Maintenance Planning & Scheduling

  • During the preplanning stage of a major overhaul of equipment use Post-it Notes.  Write each task to be covered by a work order on a separate note.  Then arrange the notes on a chalkboard or white board and develop the critical path.  Be aware of jobs to be performed off site and by contractors, ensure they are accounted for and included.  This method allows the flexibility of changing and adding tasks and modeling project sequencing until it is correct.

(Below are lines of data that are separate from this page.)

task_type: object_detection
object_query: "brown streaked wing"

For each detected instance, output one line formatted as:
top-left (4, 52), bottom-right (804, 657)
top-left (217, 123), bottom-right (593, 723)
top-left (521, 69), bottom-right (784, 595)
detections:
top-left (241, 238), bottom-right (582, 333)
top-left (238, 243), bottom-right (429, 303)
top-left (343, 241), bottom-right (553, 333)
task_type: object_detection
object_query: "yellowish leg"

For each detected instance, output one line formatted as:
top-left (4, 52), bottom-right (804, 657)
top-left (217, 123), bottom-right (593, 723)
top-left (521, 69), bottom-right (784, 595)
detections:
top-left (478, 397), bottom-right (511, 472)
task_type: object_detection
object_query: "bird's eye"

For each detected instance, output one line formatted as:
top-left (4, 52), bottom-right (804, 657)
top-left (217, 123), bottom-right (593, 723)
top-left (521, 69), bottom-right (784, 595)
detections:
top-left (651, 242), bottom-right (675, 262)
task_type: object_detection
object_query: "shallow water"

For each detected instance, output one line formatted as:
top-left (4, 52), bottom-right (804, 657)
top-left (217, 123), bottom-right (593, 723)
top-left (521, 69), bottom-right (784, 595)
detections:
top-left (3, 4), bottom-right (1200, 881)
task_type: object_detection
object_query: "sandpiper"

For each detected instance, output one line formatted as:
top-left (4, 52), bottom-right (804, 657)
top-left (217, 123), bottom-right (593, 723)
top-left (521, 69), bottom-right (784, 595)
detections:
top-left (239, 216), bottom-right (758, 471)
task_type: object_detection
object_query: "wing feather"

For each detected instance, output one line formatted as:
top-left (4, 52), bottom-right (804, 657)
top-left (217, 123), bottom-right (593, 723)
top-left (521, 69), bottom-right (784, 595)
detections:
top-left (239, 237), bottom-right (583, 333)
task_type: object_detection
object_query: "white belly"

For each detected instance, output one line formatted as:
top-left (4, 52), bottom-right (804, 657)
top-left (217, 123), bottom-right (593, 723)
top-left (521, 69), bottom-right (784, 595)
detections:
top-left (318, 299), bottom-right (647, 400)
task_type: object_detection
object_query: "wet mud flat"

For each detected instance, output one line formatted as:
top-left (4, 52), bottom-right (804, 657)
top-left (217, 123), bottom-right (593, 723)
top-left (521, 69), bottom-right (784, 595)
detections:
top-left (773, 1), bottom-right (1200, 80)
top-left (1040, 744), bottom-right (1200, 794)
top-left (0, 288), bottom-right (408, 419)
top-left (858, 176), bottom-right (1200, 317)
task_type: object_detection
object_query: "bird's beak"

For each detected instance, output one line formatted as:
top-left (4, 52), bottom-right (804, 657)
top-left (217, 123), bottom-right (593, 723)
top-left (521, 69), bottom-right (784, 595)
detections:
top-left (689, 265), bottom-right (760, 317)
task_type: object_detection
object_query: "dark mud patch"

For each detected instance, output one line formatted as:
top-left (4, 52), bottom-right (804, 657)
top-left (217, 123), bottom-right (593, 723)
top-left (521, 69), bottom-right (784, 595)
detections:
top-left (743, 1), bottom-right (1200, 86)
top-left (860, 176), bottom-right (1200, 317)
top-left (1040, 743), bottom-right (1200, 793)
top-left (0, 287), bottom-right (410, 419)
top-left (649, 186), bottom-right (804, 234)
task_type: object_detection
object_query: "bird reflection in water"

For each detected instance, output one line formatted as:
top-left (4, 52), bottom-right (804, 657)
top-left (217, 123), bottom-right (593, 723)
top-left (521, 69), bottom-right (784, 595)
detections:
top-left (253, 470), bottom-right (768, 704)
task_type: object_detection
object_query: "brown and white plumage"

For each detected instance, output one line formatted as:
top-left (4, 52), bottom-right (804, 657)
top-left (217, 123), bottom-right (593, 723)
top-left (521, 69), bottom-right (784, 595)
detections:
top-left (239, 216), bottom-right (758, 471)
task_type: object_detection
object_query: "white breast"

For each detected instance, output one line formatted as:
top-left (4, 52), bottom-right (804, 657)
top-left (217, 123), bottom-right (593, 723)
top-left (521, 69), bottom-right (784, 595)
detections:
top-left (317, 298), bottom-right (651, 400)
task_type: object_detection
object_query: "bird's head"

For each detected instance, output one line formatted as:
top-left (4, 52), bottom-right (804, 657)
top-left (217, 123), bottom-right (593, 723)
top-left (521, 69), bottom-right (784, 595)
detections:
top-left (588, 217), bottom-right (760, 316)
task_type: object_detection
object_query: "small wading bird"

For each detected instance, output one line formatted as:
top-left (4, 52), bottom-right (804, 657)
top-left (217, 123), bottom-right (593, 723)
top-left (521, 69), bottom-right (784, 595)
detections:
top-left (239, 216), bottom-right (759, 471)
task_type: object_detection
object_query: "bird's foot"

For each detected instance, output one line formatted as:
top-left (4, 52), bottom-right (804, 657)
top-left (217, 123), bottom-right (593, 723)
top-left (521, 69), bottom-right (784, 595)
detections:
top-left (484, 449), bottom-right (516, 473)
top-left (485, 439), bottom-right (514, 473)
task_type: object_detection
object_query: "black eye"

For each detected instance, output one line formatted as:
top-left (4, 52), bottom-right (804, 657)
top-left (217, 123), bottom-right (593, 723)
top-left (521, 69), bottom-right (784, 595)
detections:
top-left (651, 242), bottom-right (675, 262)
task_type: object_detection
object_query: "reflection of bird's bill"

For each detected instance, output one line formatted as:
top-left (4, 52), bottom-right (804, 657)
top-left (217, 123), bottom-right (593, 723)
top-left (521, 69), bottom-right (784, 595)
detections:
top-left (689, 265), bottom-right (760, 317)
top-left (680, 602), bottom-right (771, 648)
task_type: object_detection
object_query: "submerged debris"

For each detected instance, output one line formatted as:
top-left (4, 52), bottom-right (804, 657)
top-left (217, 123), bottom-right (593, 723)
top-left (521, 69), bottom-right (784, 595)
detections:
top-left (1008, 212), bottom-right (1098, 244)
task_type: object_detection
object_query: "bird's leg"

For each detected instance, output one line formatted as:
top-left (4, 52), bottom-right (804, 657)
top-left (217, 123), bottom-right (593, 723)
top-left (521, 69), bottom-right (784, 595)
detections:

  • For projects, use your CMMS work order numbering system to create an intelligent numbering system to assist with control and management of the work.  Open and assign the next work order in the system for the overhaul of, for example, the large frame-milling machine.  Establish this as your primary project control number, such as 01225.  With the work order setup utility in your CMMS, configure the next number to be 01225-01 (or 001 if you need more than 99 work orders) so the system will automatically generate subset numbers for the individual tasks to be accomplished under this main project work order.  For example, the task of removing way covers will be work order 01225-01, sending way covers for refurbishment work order 01225-02, remove ball screw work order 01225-03, and so on.  Create work orders following the project job sequence; don’t number tasks such as removals and re-installations together.  After all of the work orders have been generated reset the work order numbering and create a work order summary for this project.  As the work orders are completed, close them out and check them off of the project work order summary.  Ensure that the work orders are signed off and turned in as they are completed.  If a work order isn’t signed off in order that raises a flag and needs to be investigated.  Work orders that are placed in hold can be placed in the tickler file to coincide with the date that they have been scheduled for reissuing.
  • When setting up the Preventive Maintenance program account for non calendar frequencies or situational requirements:
    • Situational Requirement - When a specific incident occurs, differential pressure of 10 psi
      • R1
    • Weekly or every 100 operating hours, whichever occurs first
      • W1R
    • Monthly or every 400 operating hours, whichever occurs first
      • M1R
    • Quarterly or every 3,000 miles, whichever occurs first
      • Q1R
    • Semiannually or during each overhaul, whichever occurs first
      • S1R
  • LU - Lay-up maintenance tasks prepare equipment for periods of prolonged idleness, and are performed at the beginning of the inactive period.
  • SU - Start-up maintenance tasks ensure that equipment is in a condition suitable for operation or to reactivate an equipment or system that has been inactivated, in lay-up, for a prolonged period.  Start-up maintenance consists of performing turn-on procedures and restoring the equipment to operational status.
    • Create the Lay-up (LU) and Start-up (SU) maintenance tasks the same as Preventive Maintenance (PM) tasks in your CMMS program.  Then schedule them when needed, generate a work order, and accomplish the task.
    • If your CMMS program automatically schedules tasks after the work order is closed ensure you unschedule the task(s) until needed again.